Global trade and the terms on which it is conducted is high on the political agenda and raising some key challenges for the infrastructure sector, says Andy Walker.
The continuing uncertainty around Brexit and the UK’s future relations with Europe and the rest of the world has highlighted the issue of trade and access to open markets and borders. The issue of global trade and the terms on which it is conducted is high on the political agenda and US president Donald Trump’s sabre rattling around protectionism and trade tariffs with China and Europe has increased concerns even further.
Recent months have seen a heightened debate around trade policy that we haven’t seen for many years. If the UK eventually leaves the European common market and customs area, then it will need to negotiate trade agreements with other countries. While the hope is that it will be able to inherit a number of the EU agreements that already exist, if this is not possible the UK will need to negotiate fresh trade deals with other countries around the world.
Julian Francis, director of external and public affairs at the Association for Consultancy and Engineering (ACE) said he was concerned at the growing international moves towards protectionism and other restrictions on global trade. “We see Trump’s tariff war with China, China saying that the international tariff and trade system doesn’t work for them and India’s prime minister Modi also making similar noises about reforming the trading environment. Not since the fall of the Soviet Union have we seen so many countries talking about changing the way that international trade is done,” said Francis.
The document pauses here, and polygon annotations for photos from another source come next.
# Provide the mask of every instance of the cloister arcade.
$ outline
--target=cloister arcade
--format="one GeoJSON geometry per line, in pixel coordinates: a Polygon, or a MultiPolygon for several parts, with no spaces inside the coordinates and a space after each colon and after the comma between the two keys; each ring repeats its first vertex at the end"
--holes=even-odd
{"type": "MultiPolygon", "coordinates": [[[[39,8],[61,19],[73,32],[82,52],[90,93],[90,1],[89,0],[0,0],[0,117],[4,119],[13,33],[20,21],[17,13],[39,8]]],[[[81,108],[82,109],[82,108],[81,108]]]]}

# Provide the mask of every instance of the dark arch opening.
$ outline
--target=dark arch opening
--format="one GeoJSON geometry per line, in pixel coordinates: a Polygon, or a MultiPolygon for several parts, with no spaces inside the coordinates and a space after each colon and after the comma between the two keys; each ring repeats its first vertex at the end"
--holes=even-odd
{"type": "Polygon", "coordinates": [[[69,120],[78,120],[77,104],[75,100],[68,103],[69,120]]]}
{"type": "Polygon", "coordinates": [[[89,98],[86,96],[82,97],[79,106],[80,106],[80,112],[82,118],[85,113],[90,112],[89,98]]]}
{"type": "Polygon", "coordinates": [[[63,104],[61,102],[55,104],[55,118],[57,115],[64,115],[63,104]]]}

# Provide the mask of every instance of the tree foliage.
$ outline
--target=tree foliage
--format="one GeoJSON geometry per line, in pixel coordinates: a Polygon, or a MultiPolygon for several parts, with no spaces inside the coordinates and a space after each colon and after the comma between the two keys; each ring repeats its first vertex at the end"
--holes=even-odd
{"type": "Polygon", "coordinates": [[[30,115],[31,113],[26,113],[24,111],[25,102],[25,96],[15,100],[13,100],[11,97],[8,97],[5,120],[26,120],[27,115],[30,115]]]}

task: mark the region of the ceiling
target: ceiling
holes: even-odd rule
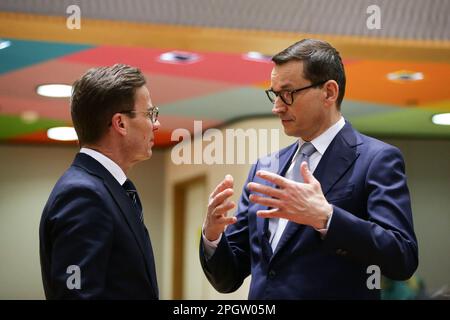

"Not since the fall of the Soviet Union have we seen so many countries talking about changing the way that international trade is done."
Julian Francis, director of external and public affairs, ACE
Francis said that ACE needed to work through its international federation FIDIC to promote a free trade message. “If we are talking about the global trading environment for engineering, technical and consultancy services, then FIDIC should be the organisation that is going to the World Bank and the World Trade Organisation banging the table saying that we need free trade and we can’t go back to protectionism,” Francis said. “China cannot protect its domestic market behind high tariff walls and demand equal access to European markets for example,” he said.
It was also important, said Francis, for ACE to promote its members’ interests and get them used to the fact that they are going to have to start being aware of what they want from trade agreements. “If we do have an Anglo-American trade agreement we’re going to have to know what access we want. America is going to be very clear – it’s going to want access to our health service and food market but whether the US consulting engineering industry is going to be happy with suddenly British firms having equal access to the American market is doubtful,” Francis said.
Agreeing what market access consulting engineers are going to need to sell their services will be crucial going forward, said Francis, but key challenges would arise. “If we have a future trade agreement with the EU we need to be very clear about what services we want to be able to sell. If there is a comparative domestic barrier within the EU, then we can have one here to protect our own industry and so it has to be a quid pro quo. I also think we are going to have to start asking searching questions for example about when the last time was that a UK firm won a French engineering contract,” he said.
International political developments dictated by the rise of popularism are leading to a situation where international trade is being adversely affected by policies which demand the promotion of countries’ domestic economies over international players. The consultancy and engineering sector needs to demonstrate how the industry’s diverse range of skills can improve the quality of life for people internationally and show that having access to those skills and expertise can make a big difference globally.
“We need a free trade global environment in which firms can operate and sell their services internationally including in the European and North American markets. If trade barriers suddenly go up all over the world you won’t have that and economically it will be a very dangerous situation to be in,” Francis warned.